Après l’Assemblée nationale, le Sénat a adopté, jeudi 26 avril, un texte interdisant la vente de protoxyde d’azote aux particuliers. Le produit, surnommé « gaz hilarant », est commercialisé sous forme de cartouches ou de bonbonnes et inhalé pour ses effets euphorisants, notamment à l’aide de ballons de baudruche.
Un phénomène pointé comme « fléau »
Le gouvernement a qualifié l’usage détourné du protoxyde d’azote de « fléau ». Les autorités l’ont mis en relation avec une hausse de la mortalité routière l’année dernière, après plusieurs faits divers impliquant des conducteurs ayant consommé le gaz. Ces cas dramatiques ont contribué à pousser la question sur le devant de l’agenda politique et médiatique.
Face à l’ampleur du phénomène, le ministre de l’Intérieur, Laurent Nuñez, a indiqué que des mesures relatives au protoxyde d’azote seraient intégrées dans un projet de loi sur la sécurité du quotidien, attendu « d’ici à l’été » au Parlement.
Initiatives parlementaires et navette législative
Sans attendre le texte gouvernemental, plusieurs initiatives parlementaires se sont multipliées. Le Sénat avait déjà voté en mars la pénalisation de l’usage détourné du protoxyde d’azote et adopté une proposition visant à répondre aux déchets générés par sa consommation.
De son côté, l’Assemblée nationale avait adopté en janvier 2025 un texte interdisant la vente aux particuliers. Idir Boumertit, rapporteur et député La France insoumise, a critiqué la lenteur des échanges entre chambres : « Quel gâchis, encore du temps perdu », a-t-il écrit sur X, regrettant que le Sénat ne se soit pas saisi plus tôt du texte pour accélérer la procédure de navette.
Marion Canalès, auteure socialiste de la proposition de loi examinée par le Sénat, a défendu l’intervention du Parlement : « Il faut que le gouvernement se saisisse de ce sujet. (…) Plutôt que d’être poussif dans des navettes, l’idée, c’était de dire, le Parlement s’est exprimé sur le sujet », a-t-elle déclaré à l’Agence France‑Presse.
Contenu de la mesure et exceptions prévues
Le texte adopté stipule qu’il serait « interdit de vendre, d’offrir, de détenir ou de transporter du protoxyde d’azote ». Le dispositif prévoit toutefois des exemptions : un décret devra préciser les catégories de professionnels autorisées à conserver la possibilité de vendre ou d’utiliser le gaz, par exemple pour des usages industriels ou médicaux, selon le libellé du texte.
La ministre déléguée à l’Intérieur, Marie‑Pierre Vedrenne, a adopté un avis de « sagesse » — ni pour ni contre — sur la proposition sénatoriale. Elle a rappelé les démarches engagées par la France au niveau européen en vue d’un classement du protoxyde d’azote comme substance toxique.

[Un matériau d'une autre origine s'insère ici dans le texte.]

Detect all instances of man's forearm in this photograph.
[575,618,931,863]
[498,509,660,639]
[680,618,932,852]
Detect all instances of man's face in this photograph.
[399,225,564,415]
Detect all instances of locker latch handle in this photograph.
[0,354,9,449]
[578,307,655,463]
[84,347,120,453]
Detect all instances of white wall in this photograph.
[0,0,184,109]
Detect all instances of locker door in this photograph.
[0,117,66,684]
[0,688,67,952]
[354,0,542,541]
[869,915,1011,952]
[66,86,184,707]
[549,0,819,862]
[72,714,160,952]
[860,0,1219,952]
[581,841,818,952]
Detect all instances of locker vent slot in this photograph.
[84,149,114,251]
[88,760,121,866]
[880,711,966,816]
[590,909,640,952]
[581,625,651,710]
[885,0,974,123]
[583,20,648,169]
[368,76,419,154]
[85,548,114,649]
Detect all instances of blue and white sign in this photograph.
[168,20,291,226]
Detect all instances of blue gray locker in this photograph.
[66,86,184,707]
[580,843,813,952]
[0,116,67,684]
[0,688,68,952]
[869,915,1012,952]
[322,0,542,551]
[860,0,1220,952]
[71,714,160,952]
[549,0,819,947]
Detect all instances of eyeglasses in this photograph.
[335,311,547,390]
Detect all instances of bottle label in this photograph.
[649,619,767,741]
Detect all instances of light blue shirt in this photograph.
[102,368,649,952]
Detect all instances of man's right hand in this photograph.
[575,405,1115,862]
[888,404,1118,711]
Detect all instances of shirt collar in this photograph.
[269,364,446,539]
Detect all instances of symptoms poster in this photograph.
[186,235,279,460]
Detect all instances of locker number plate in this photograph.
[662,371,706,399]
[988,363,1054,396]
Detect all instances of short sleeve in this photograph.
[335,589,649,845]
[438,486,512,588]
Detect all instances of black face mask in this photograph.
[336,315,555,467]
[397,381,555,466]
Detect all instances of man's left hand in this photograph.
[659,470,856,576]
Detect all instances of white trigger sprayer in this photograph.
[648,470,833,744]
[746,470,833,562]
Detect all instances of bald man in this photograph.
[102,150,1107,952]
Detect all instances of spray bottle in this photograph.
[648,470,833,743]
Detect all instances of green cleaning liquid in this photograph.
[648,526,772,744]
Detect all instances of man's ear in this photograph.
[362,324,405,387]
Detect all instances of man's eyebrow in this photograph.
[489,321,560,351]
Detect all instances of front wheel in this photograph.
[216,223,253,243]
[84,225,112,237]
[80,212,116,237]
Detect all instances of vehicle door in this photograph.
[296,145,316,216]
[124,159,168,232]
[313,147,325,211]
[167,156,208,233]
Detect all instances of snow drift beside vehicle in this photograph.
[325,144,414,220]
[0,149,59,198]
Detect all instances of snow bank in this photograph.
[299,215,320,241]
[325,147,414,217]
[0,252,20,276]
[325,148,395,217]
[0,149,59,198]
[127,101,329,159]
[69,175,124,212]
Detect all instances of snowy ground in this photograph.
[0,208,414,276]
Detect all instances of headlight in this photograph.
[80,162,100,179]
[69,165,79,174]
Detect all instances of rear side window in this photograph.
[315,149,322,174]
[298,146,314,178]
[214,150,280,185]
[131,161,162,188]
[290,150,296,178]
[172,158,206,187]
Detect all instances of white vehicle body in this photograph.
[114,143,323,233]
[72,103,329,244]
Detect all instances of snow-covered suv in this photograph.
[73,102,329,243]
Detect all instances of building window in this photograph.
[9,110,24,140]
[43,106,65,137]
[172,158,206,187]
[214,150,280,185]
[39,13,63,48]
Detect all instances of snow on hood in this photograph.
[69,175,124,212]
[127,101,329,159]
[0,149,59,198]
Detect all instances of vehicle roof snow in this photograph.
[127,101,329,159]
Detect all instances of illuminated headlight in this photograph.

Selon la ministre, adopter « un dispositif national isolé » avant une décision européenne ferait courir « un risque juridique, celui d’une fragilité au regard du principe de libre circulation des biens ». Cet argument a été vivement critiqué par plusieurs sénateurs, suspectant un renvoi des responsabilités vers Bruxelles.
Patrick Kanner, chef des sénateurs socialistes, a ainsi reproché au gouvernement d’attendre une éventuelle législation européenne : « Le rôle d’un gouvernement n’est pas de constater ou de commenter un problème, ou encore d’attendre une éventuelle législation européenne », lui a‑t‑il lancé lors des débats.
Le texte sénatorial s’inscrit dans un contexte de convergence entre inquiétudes sanitaires et impératifs juridiques. Les débats ont souligné la difficulté d’articuler des réponses rapides au niveau national et la prudence requise face aux contraintes du droit européen.
Le vote du Sénat marque une étape supplémentaire dans le rapprochement des positions des deux chambres sur la nécessité de restreindre l’accès au protoxyde d’azote pour les particuliers. Reste à préciser, par décret, le périmètre des exemptions et à suivre la suite de la navette parlementaire pour savoir quelle version finale sera promulguée.